The Infrastructure is Melting Down While Everyone Watches the IPO Parade
Linux is on fire, the supply chain is compromised, and Silicon Valley's answer is to throw money at shiny new companies. Here's what's actually broken.
Linux is burning.
Not metaphorically. CISA—the US government’s cybersecurity agency—just flagged CopyFail as one of the most severe Linux vulnerabilities in years, and it’s already being weaponized in active hacking campaigns. Ubuntu’s infrastructure went dark for over a day. An open source package with a million monthly downloads turned out to be stealing credentials from security companies. And then there’s the supply chain attack that specifically targeted Checkmarx and Bitwarden, two firms whose entire job is preventing exactly this kind of thing.
Meanwhile, GameStop is trying to buy eBay for $56 billion while explaining… nothing, really. Cerebras is heading for a $26.6 billion IPO on the back of being OpenAI’s partner. Fervo Energy is raising $1.3 billion to pump hot rocks. And Nvidia’s CEO is out there saying AI isn’t killing jobs, it’s creating them.
This disconnect is not accidental. It’s the symptom of a sector that’s completely lost its threat assessment.
Photo by Cầu Đường Việt Nam / Pexels
The Vulnerability Cascade
Here’s what you need to understand about CopyFail: it doesn’t require user interaction. It doesn’t require social engineering. A data center running vulnerable Linux versions—and there are millions—can be pwned by someone with network access. CISA doesn’t usually flag things as “severe” unless they’re seeing real exploitation, which means this isn’t theoretical anymore.
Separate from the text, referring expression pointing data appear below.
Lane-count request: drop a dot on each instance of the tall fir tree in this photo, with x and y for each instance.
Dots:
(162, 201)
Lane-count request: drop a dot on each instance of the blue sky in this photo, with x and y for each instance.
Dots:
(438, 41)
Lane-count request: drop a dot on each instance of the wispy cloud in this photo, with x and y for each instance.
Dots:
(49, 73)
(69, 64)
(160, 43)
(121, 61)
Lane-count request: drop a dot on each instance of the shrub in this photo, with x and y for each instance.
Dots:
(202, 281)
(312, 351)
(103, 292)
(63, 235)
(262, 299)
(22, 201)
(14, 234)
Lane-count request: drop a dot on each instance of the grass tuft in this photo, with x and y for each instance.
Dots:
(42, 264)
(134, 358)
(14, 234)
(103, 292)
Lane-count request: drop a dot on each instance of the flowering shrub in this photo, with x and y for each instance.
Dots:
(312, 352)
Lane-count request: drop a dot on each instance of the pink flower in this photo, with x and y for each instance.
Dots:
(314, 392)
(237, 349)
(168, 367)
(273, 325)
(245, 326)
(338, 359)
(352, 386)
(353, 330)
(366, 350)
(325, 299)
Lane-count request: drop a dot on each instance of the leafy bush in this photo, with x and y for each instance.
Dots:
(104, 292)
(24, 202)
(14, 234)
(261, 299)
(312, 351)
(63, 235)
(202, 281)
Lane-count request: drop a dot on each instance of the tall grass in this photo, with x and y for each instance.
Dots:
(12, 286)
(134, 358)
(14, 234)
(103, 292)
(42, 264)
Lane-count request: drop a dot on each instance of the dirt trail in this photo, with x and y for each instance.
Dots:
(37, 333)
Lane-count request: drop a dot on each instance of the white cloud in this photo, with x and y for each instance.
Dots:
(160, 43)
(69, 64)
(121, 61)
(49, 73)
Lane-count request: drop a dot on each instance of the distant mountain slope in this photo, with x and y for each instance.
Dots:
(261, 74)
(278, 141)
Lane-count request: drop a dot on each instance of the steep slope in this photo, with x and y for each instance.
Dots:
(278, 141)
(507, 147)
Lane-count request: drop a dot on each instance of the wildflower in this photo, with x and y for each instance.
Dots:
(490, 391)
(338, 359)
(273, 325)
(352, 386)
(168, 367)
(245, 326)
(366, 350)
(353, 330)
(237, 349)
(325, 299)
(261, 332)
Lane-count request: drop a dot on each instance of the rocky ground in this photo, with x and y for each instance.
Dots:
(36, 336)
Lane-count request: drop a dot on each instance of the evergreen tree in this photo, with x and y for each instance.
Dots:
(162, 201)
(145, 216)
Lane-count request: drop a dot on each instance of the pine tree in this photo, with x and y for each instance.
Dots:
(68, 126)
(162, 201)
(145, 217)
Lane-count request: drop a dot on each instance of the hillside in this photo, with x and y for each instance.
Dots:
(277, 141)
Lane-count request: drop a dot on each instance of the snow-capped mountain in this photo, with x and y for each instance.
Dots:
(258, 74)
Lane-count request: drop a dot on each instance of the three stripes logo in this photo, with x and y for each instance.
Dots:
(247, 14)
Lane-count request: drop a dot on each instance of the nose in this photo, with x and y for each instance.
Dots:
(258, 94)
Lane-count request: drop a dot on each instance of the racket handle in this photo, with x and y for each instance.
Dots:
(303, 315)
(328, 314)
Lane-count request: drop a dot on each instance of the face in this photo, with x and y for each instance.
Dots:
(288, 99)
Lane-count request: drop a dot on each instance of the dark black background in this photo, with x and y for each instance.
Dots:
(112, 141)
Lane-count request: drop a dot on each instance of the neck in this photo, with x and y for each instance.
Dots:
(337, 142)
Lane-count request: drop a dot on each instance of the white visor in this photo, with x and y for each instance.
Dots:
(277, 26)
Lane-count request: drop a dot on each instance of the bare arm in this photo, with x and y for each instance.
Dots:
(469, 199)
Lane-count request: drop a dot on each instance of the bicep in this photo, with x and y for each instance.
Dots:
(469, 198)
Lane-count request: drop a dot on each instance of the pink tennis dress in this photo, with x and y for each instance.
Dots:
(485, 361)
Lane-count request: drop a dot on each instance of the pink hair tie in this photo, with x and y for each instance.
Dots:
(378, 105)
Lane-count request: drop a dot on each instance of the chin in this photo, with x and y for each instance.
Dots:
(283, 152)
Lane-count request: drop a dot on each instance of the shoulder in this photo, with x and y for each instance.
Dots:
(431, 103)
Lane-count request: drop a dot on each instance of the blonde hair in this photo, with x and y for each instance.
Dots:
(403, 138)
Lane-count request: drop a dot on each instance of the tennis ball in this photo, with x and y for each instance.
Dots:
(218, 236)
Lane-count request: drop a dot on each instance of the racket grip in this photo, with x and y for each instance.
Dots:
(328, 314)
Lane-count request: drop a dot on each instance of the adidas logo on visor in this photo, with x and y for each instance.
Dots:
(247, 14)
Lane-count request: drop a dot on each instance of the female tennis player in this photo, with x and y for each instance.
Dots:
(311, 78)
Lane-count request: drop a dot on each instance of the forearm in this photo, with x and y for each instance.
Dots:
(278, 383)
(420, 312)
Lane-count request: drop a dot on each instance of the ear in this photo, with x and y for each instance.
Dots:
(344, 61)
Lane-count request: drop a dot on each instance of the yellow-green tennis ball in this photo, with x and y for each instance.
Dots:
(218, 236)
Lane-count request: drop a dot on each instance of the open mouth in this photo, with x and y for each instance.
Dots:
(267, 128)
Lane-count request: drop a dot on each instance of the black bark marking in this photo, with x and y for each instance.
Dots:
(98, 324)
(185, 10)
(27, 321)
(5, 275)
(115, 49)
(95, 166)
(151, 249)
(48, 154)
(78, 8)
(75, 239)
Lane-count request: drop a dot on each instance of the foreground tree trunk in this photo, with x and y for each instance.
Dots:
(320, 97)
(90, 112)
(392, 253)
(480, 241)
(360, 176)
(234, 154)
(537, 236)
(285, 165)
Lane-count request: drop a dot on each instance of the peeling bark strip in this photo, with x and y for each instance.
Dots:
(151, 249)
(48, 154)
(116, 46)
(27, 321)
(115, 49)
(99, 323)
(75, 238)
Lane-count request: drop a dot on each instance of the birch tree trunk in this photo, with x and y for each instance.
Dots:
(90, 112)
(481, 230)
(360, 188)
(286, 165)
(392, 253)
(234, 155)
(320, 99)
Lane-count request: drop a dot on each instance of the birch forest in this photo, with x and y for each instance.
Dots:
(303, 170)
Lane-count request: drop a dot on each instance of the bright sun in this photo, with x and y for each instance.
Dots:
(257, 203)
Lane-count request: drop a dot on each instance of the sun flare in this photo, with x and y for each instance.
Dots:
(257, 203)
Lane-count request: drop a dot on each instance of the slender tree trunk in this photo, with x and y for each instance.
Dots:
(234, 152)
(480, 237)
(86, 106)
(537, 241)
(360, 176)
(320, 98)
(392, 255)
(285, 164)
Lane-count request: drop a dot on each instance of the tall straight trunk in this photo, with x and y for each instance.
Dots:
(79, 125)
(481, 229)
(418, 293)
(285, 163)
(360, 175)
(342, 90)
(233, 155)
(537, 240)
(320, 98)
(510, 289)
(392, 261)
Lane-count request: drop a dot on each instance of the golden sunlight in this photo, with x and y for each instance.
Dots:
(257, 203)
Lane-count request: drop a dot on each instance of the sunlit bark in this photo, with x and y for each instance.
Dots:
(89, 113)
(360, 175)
The timing is brutal. Ubuntu infrastructure goes down for a day—the infrastructure that hosts, builds, and distributes the operating system millions of servers depend on. An open source package with a million downloads gets caught exfiltrating credentials. A supply chain attack specifically hunts security firms. These aren’t separate incidents. They’re snapshots of a system that’s fundamentally compromised at multiple layers.
What gets me is the response I’m seeing from certain corners of the industry: “This is fine, we’ll patch it.” Sure. In environments where you have control. But we don’t live in that world anymore. Legacy systems running on Linux in hospitals, power plants, financial networks, and government agencies can’t just reboot on Tuesday. Patching is a months-long negotiation with vendors and compliance teams. Meanwhile the vulnerability is live in active attacks.
The supply chain angle is the real killer, though.
When an attacker can compromise a package that security firms themselves use—when they can poison the well that’s supposed to catch poisoning—you’ve inverted the trust model. Checkmarx and Bitwarden exist to verify that your dependencies are safe. If their tools get compromised, who checks the checkers? This is the question that keeps infrastructure people awake at 3 a.m.
Photo by UMA media / Pexels
The IPO Fever Dream
So what’s the Valley doing about this existential vulnerability landscape? Throwing capital at growth-stage companies with shiny pitch decks.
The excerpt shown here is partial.